Oh, and you do all of the above and you still have to do some incredible amounts of Whack-A-Mole to stop other porn sites springing up that you might not know about, and who might not give a stuff about these crazy UK requirements to prove age oh dear me hahahahaaaaa… That’s why it’s a “they can’t” overall – damn ‘inter’ bit in internet again. Gah!
Or maybe this isn’t about the porn sites at all – but about seizing control over everything that’s pumped out to us! HAH! You may choose your own favourite conspiracy at this point. (But yeah, quite possibly some elements aren’t mere conspiracy.)

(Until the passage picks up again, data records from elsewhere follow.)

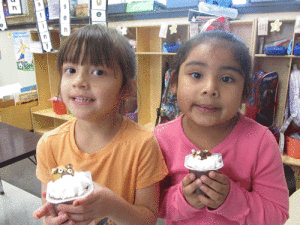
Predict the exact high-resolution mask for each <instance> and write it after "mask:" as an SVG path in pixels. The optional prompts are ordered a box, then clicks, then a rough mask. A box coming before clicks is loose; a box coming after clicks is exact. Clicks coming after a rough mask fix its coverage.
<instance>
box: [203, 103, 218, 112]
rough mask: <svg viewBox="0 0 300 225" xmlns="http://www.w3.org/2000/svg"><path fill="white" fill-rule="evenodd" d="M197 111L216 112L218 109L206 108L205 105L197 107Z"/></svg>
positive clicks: (203, 111) (206, 107)
mask: <svg viewBox="0 0 300 225" xmlns="http://www.w3.org/2000/svg"><path fill="white" fill-rule="evenodd" d="M198 109H199V111H201V112H216V111H218V110H219V108H216V107H213V106H206V105H198Z"/></svg>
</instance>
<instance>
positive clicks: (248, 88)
mask: <svg viewBox="0 0 300 225" xmlns="http://www.w3.org/2000/svg"><path fill="white" fill-rule="evenodd" d="M218 41H226V42H228V43H229V44H231V45H230V46H231V50H232V52H233V54H234V57H235V60H236V61H237V62H238V63H239V64H240V67H241V71H242V73H243V76H244V79H245V82H244V89H243V98H244V99H247V98H248V97H249V96H250V92H251V81H252V79H251V74H252V60H251V55H250V52H249V48H248V47H247V46H246V44H245V43H244V42H243V41H242V40H241V39H239V38H238V37H236V36H235V35H234V34H232V33H229V32H224V31H216V30H215V31H206V32H202V33H200V34H198V35H197V36H195V37H193V38H191V39H189V40H188V41H187V42H185V43H184V44H183V45H182V46H180V48H179V50H178V53H177V54H176V58H175V64H174V68H173V69H174V74H173V76H172V81H171V82H172V83H173V84H175V83H177V82H178V74H179V69H180V66H181V64H182V63H183V62H184V61H185V60H186V59H187V57H188V56H189V54H190V53H191V52H192V50H193V49H194V48H195V47H196V46H198V45H200V44H203V43H218Z"/></svg>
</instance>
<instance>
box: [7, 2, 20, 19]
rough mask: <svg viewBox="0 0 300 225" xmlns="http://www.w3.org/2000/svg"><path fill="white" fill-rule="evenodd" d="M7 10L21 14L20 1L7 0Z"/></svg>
mask: <svg viewBox="0 0 300 225" xmlns="http://www.w3.org/2000/svg"><path fill="white" fill-rule="evenodd" d="M7 5H8V12H9V14H11V15H15V14H18V15H20V14H22V8H21V1H20V0H7Z"/></svg>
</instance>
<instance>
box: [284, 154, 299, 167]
mask: <svg viewBox="0 0 300 225" xmlns="http://www.w3.org/2000/svg"><path fill="white" fill-rule="evenodd" d="M282 162H283V163H284V164H288V165H294V166H300V159H295V158H292V157H290V156H288V155H287V154H285V153H284V154H283V155H282Z"/></svg>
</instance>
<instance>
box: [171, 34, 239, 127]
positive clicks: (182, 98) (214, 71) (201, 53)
mask: <svg viewBox="0 0 300 225" xmlns="http://www.w3.org/2000/svg"><path fill="white" fill-rule="evenodd" d="M243 88H244V76H243V74H242V70H241V68H240V65H239V64H238V63H237V62H236V60H235V58H234V55H233V52H232V50H231V47H230V44H229V43H228V42H227V41H220V40H219V41H212V42H209V43H203V44H200V45H198V46H197V47H195V48H194V49H193V50H192V51H191V52H190V54H189V55H188V57H187V59H186V60H185V61H184V62H183V63H182V64H181V66H180V69H179V74H178V83H177V101H178V105H179V107H180V109H181V111H182V112H183V113H185V114H186V117H187V118H188V119H189V120H191V121H193V123H194V124H195V125H197V126H201V127H213V126H216V127H219V128H222V127H223V125H226V123H228V122H230V120H231V119H233V118H234V116H235V115H236V114H237V112H238V110H239V108H240V106H241V103H244V102H245V100H243V97H242V94H243Z"/></svg>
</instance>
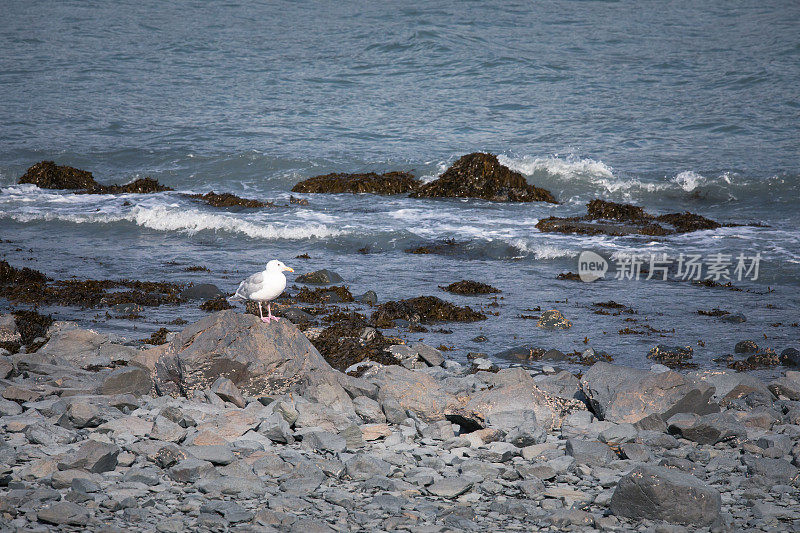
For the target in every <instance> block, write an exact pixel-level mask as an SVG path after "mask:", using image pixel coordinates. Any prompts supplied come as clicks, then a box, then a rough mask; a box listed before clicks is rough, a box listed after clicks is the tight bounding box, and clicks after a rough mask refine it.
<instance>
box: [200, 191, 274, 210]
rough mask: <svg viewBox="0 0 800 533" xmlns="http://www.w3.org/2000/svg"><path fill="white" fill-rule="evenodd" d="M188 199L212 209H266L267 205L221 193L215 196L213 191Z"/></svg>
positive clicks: (225, 193)
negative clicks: (234, 207)
mask: <svg viewBox="0 0 800 533" xmlns="http://www.w3.org/2000/svg"><path fill="white" fill-rule="evenodd" d="M189 196H190V197H192V198H194V199H196V200H200V201H202V202H205V203H207V204H208V205H211V206H214V207H248V208H257V207H267V205H268V204H266V203H264V202H261V201H259V200H251V199H248V198H240V197H238V196H236V195H235V194H231V193H227V192H226V193H222V194H217V193H215V192H214V191H211V192H207V193H206V194H191V195H189Z"/></svg>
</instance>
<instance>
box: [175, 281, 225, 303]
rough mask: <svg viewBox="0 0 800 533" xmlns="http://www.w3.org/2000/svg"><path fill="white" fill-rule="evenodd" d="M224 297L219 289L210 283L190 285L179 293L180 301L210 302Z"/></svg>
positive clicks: (214, 285)
mask: <svg viewBox="0 0 800 533" xmlns="http://www.w3.org/2000/svg"><path fill="white" fill-rule="evenodd" d="M221 296H222V297H224V296H225V295H224V294H222V291H221V290H219V287H217V286H216V285H212V284H211V283H198V284H196V285H190V286H188V287H186V288H185V289H184V290H182V291H181V299H182V300H212V299H214V298H218V297H221Z"/></svg>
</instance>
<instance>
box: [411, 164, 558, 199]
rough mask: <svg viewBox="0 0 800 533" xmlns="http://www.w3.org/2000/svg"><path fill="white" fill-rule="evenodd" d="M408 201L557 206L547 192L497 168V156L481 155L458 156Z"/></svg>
mask: <svg viewBox="0 0 800 533" xmlns="http://www.w3.org/2000/svg"><path fill="white" fill-rule="evenodd" d="M411 197H412V198H435V197H449V198H482V199H484V200H491V201H497V202H550V203H557V202H556V199H555V198H554V197H553V195H552V194H551V193H550V191H547V190H545V189H541V188H539V187H535V186H533V185H530V184H529V183H528V182H527V180H526V179H525V177H524V176H523V175H522V174H520V173H519V172H515V171H513V170H511V169H509V168H508V167H506V166H505V165H501V164H500V162H499V161H498V160H497V156H495V155H492V154H485V153H472V154H467V155H465V156H462V157H461V158H460V159H459V160H458V161H456V162H455V163H454V164H453V165H452V166H451V167H450V168H448V169H447V170H446V171H445V172H444V173H443V174H442V175H441V176H439V178H438V179H436V180H434V181H432V182H430V183H428V184H425V185H422V186H420V187H419V188H418V189H417V190H416V191H414V192H412V193H411Z"/></svg>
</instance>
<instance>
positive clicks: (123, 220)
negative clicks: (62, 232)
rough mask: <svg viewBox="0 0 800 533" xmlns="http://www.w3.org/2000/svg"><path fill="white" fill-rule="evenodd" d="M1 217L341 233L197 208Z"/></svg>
mask: <svg viewBox="0 0 800 533" xmlns="http://www.w3.org/2000/svg"><path fill="white" fill-rule="evenodd" d="M0 218H11V219H13V220H16V221H17V222H34V221H45V222H50V221H64V222H72V223H75V224H87V223H88V224H92V223H93V224H109V223H113V222H123V221H127V222H133V223H135V224H136V225H138V226H141V227H144V228H148V229H153V230H157V231H177V232H182V233H187V234H189V235H193V234H195V233H197V232H200V231H224V232H230V233H238V234H241V235H246V236H248V237H251V238H254V239H266V240H274V239H311V238H320V239H321V238H326V237H335V236H337V235H341V234H342V233H344V232H343V231H342V230H338V229H332V228H329V227H327V226H325V225H323V224H318V223H311V224H303V225H297V226H294V225H288V224H287V225H278V224H260V223H257V222H251V221H248V220H242V219H239V218H236V217H234V216H228V215H216V214H209V213H203V212H201V211H198V210H196V209H184V208H179V207H167V206H163V205H159V206H154V207H144V206H136V207H134V208H133V209H132V210H131V211H129V212H127V213H125V214H119V215H118V214H110V213H102V212H98V213H63V212H62V213H59V212H27V213H24V212H23V213H9V212H6V213H0Z"/></svg>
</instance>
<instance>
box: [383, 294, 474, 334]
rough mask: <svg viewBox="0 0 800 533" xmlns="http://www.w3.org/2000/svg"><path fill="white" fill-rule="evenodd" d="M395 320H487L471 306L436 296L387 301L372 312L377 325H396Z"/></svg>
mask: <svg viewBox="0 0 800 533" xmlns="http://www.w3.org/2000/svg"><path fill="white" fill-rule="evenodd" d="M395 320H407V321H409V322H418V323H422V324H435V323H437V322H476V321H478V320H486V315H484V314H483V313H479V312H477V311H474V310H472V308H470V307H469V306H464V307H459V306H457V305H454V304H452V303H450V302H447V301H445V300H441V299H439V298H437V297H435V296H419V297H417V298H409V299H407V300H399V301H391V302H386V303H383V304H381V305H379V306H378V309H376V310H375V312H374V313H372V322H373V324H375V326H377V327H394V325H395V323H394V321H395Z"/></svg>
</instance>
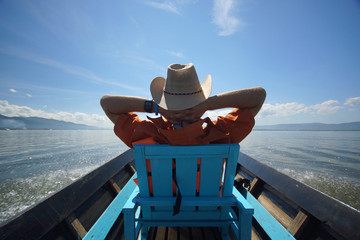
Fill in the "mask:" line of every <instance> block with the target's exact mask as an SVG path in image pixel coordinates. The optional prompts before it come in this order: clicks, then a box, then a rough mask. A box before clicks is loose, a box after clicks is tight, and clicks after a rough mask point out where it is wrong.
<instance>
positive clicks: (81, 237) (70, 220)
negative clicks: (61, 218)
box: [66, 213, 87, 238]
mask: <svg viewBox="0 0 360 240" xmlns="http://www.w3.org/2000/svg"><path fill="white" fill-rule="evenodd" d="M66 223H67V224H68V225H69V226H70V227H71V228H73V229H74V231H75V232H76V233H77V235H78V236H79V237H81V238H83V237H84V236H85V235H86V233H87V232H86V230H85V228H84V226H83V225H82V224H81V222H80V221H79V219H77V217H76V216H75V214H73V213H72V214H70V216H69V217H68V218H66Z"/></svg>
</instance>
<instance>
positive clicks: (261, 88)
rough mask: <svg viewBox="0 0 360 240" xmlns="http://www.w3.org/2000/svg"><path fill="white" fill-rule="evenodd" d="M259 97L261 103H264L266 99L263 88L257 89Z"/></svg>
mask: <svg viewBox="0 0 360 240" xmlns="http://www.w3.org/2000/svg"><path fill="white" fill-rule="evenodd" d="M259 95H260V99H261V100H262V103H264V101H265V99H266V91H265V89H264V88H262V87H259Z"/></svg>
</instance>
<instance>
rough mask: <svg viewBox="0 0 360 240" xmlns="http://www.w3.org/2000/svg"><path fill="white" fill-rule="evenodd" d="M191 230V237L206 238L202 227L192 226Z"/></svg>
mask: <svg viewBox="0 0 360 240" xmlns="http://www.w3.org/2000/svg"><path fill="white" fill-rule="evenodd" d="M190 230H191V239H197V240H201V239H204V237H203V233H202V230H201V227H192V228H190Z"/></svg>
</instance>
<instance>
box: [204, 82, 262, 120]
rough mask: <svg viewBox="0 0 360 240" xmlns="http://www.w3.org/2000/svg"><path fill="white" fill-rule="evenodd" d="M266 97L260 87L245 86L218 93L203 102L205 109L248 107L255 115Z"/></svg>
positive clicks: (217, 108) (207, 109) (259, 109)
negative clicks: (251, 86)
mask: <svg viewBox="0 0 360 240" xmlns="http://www.w3.org/2000/svg"><path fill="white" fill-rule="evenodd" d="M265 97H266V92H265V90H264V89H263V88H261V87H255V88H246V89H241V90H235V91H230V92H226V93H222V94H218V95H215V96H212V97H210V98H208V99H207V100H206V101H205V102H203V106H202V107H203V108H205V109H206V110H215V109H220V108H228V107H231V108H248V109H249V110H250V111H251V112H252V114H253V115H254V116H255V115H256V114H257V113H258V112H259V111H260V109H261V106H262V105H263V103H264V101H265Z"/></svg>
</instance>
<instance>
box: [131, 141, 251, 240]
mask: <svg viewBox="0 0 360 240" xmlns="http://www.w3.org/2000/svg"><path fill="white" fill-rule="evenodd" d="M134 151H135V164H136V168H137V169H138V176H139V186H140V196H139V197H137V198H135V199H134V202H135V203H136V204H138V205H140V206H141V208H144V209H149V207H148V206H155V208H154V209H152V210H151V214H150V215H146V214H145V215H143V217H142V218H140V219H137V221H138V222H139V223H141V224H143V226H145V227H147V226H153V225H154V226H155V225H156V226H158V225H159V224H160V226H162V225H163V226H220V227H221V226H229V224H232V225H234V224H235V222H239V221H241V222H240V223H237V224H236V226H238V227H237V229H238V230H237V232H238V233H236V235H237V236H240V237H243V238H242V239H250V235H249V234H247V233H246V232H250V231H251V226H250V227H249V225H248V223H249V222H250V224H251V209H250V208H249V209H245V210H240V212H241V213H244V216H241V217H240V218H239V219H236V218H235V219H234V216H235V215H234V214H233V215H231V214H230V213H229V212H230V211H231V208H230V207H229V206H234V205H235V206H238V207H239V208H244V206H246V207H249V205H246V203H242V202H244V201H245V202H246V200H245V198H243V197H242V199H240V200H236V198H235V197H233V195H232V189H233V181H234V176H235V170H236V163H237V157H238V152H239V145H238V144H219V145H201V146H169V145H136V146H135V147H134ZM199 157H200V158H201V174H200V197H195V194H196V175H197V174H196V169H197V159H198V158H199ZM173 158H174V159H176V176H177V181H178V184H179V186H180V189H181V191H182V195H183V198H182V207H181V211H180V213H179V214H178V215H175V216H172V206H173V204H174V201H175V198H174V197H173V196H172V193H173V191H172V180H171V179H172V160H171V159H173ZM145 159H150V162H151V170H152V178H153V187H154V197H150V198H149V196H145V194H143V192H142V191H143V189H142V188H143V187H144V188H148V183H147V173H146V171H145V172H144V170H143V169H146V164H145ZM224 159H227V161H226V171H225V172H224V173H223V176H222V175H221V170H222V166H223V161H224ZM141 179H142V180H141ZM221 179H223V181H224V183H223V184H224V185H223V195H224V196H223V197H221V198H219V187H220V183H221ZM240 195H241V194H240ZM164 206H169V207H164ZM193 206H200V207H199V209H200V210H196V208H195V207H193ZM217 206H221V209H222V210H221V211H220V210H218V207H217ZM166 209H167V210H166ZM224 210H226V211H227V212H224ZM248 210H249V211H248ZM195 220H196V221H195ZM129 222H132V221H129ZM126 223H127V222H125V224H126ZM241 223H244V226H242V224H241ZM245 226H246V227H248V228H249V229H247V231H244V230H242V229H243V228H244V227H245ZM235 228H236V227H235ZM223 229H228V227H226V228H225V227H224V228H223ZM130 231H131V233H129V234H132V232H133V229H131V230H130ZM223 236H224V237H226V238H227V237H228V236H227V231H224V232H223ZM144 237H145V236H144Z"/></svg>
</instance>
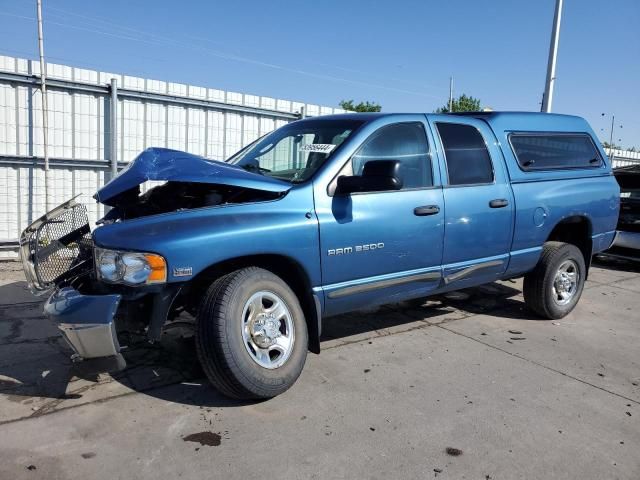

You’ll hear people saying that other countries manage central registers, and why can’t we? You’ll hear people saying that we just need to trust the state a little more – and of course will someone think of the kids? You’ll hear armchair service designers telling you that it really isn’t all that difficult, and politicians saying “well of course we now hand this one to the clever technologists to implement; we know their grate branes will Find a Way…”
We’ll see, won’t we?
But as I say, don’t go thinking this is in any way real policy. It will keep a lid on tabloid outrage, hopefully, perhaps for a bit, just until something more distracting comes along.
Like it.
The other problem is that anyone using a VPN can access everything anyway. Let’s face it, if the TV moguls can’t stop people watching US Netflix, ain’t nobody going to be able to stop people watching naughty stuff… especially given that the websites want people to watch the naughty stuff.
If you want to control what people watch on their home computers, you’ve got to have mum and dad camped right next to the PC. And keep your paws crossed that mum and dad are playing by your rules…
Step 1: Uninvent TOR.
Oh.
Well that’s that brilliant idea buggered then.